One of the biggest festivals celebrated in Greece, Cyprus and all Greek communities around the world is on October 28. It is symbolically called Ohi Day ( ‘Ochi’ or ‘Ohi” meaning ‘No’ in Greek). On that day in 1940, the Greek Prime minister Ioannis Metaxas rejected an ultimatum given by Italian fascist leader Benito Mussolini.
Early in the morning of October 28, 1940, the Italian ambassador demanded Greece let Axis forces enter its territory freely or face war. Some sources state that Metaxas answered in these words: “So, it’s war” (in French, as the official language of diplomacy) but others say he just used one Greek word: “Ohi” (No).
This word led Greece into World War II on the Allies’ side.
The Italian troops attacked Greece from Albania only a few hours later, while Greek citizens flooded the streets yelling ‘ohi’, not caring about the danger.
Since 1942 this day has been celebrated to remember and respect the resistance of Greek people and fight for what is right.
Some historians talk about the much wider importance of this event.
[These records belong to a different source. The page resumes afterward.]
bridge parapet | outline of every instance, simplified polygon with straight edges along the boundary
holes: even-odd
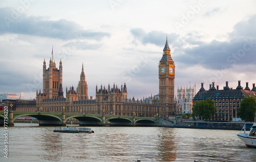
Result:
[[[78,120],[80,125],[105,126],[106,122],[108,121],[110,122],[112,126],[157,125],[156,118],[146,117],[62,112],[10,111],[9,112],[8,124],[10,123],[10,126],[14,126],[13,121],[24,116],[37,119],[39,121],[39,126],[66,126],[67,121],[71,118]],[[3,117],[3,111],[0,111],[0,118]]]

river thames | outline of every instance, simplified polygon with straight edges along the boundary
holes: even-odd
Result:
[[[94,133],[63,133],[38,124],[15,126],[8,128],[8,158],[0,127],[0,161],[256,160],[256,149],[246,147],[237,130],[91,127]]]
According to them, if Greece hadn’t rejected the ultimatum and let the Italian troops in without resistance, it would have enabled Hitler to invade Russia in the spring, rather than in winter and it would probably changed the course of history.
At that time Greece was the only ally of England and to honor Greece Winston Churchill famously said, “Hence we will not say that Greeks fight like heroes, but that Heroes fight like Greeks.”
On this day Greek flags are put up on all public buildings and many residences and schools and public institutions are closed for the day. There are student and military parades and folk dances in the streets and special church services but bars and restaurants are open as usual. An interesting fact is that ancient sites and museums are open free of charge.
So typical for Greeks and their love of freedom, national heritage, and celebration of love.